By this time, I was already knee deep and majoring in confusion as far as college went. Queens College didn’t exactly have a clear academic focus where you could major in pretty much anything from Political Science to Library Studies. Confusion was the best way I could describe it at the time. College life was truly my academic buffet where I accumulated credits in anything that fit nicely in my schedule. When I was pestered about my major from friends and family they would really only react positively when I mentioned possibly going Pre-Med. Yeah, I could do that! Hell, I loved telling people I was a Biology major. Everyone I knew gave me praise and credit even when there wasn’t much praise to be warranted.

Everything I ever did pretty much came effortlessly, who studies anyways right? When you can just show up and play Brickbreaker through boring lectures and remember just enough to ace the midterm. Biology was unforgiving and courses of study go. On the first day of classes, the lecture halls were packed to the gills with students that were eager to take the study of Biology head on. Easier said than done, by the time the midterm results came out the lecture halls went from students being forced to sit on the floor to half empty lecture halls. As the weeks went on the crowd continued to half until there was less than 30 of us left. Bio was as sink or swim as a college course can get. No amount of hours spent studying and memorizing could help me crack anything higher than a B. When I work hard I better see some damn results and needless to say, it was time to pivot.

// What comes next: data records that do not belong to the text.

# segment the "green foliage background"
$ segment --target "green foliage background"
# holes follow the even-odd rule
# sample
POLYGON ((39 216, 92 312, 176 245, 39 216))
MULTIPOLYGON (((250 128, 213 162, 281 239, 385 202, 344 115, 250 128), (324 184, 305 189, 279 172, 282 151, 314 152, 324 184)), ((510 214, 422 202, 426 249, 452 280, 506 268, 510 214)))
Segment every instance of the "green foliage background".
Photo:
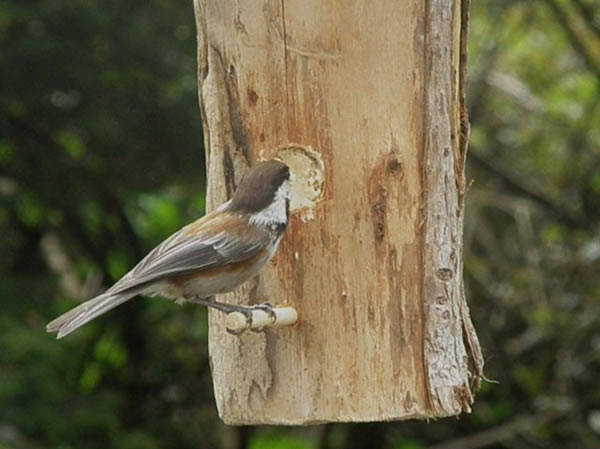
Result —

"I Can't let studying get in the way of my draft preparation"  

- Michael Muss

Computer Science seems like the obvious choice. I know a lot about computers, I’ve defragged hard drives, removed viruses and reset countless passwords. How hard could it be? I already have a leg up on the fundamentals. I don’t know anyone else who was writing Visual Basic and batch files, this is going to be a breeze. I did what every other budding mind does before they enter a new space. Buy and read a couple books on the matter. Compile some template code from a tutorial site, easy peasy as everything should be. Just like anything else worth pursuing it wasn’t quite the cakewalk I thought it would be. I spent hours banging my head against the wall, but I got through mastering topics like C++, Java and Assembly Code. Great now what? Another hiatus from coding life because I’m killing it in the IT field. Countless Comp Tia and Microsoft Certifications, I wouldn’t say it was easy but with a reasonable amount of effort I kicked ass and took names. Over time I grew tired of the System Admin life, it was time for a change. What can I do? What do I love? I sat on this question for a very long time. I love chasing skirts and fantasy sports. The later of the two could actually bear some fruit, I don’t think actually playing fantasy sports could earn enough income to quit my job. I had missed the Playoffs back to back years in 2012 and 2013, I'm not too proud out it but College would soon be over and I could return to my craft with a greater focus and dedication. That's when I realized the need for a tool that could help make Fantasy Football as easy as automating the tasks I really didn’t enjoy.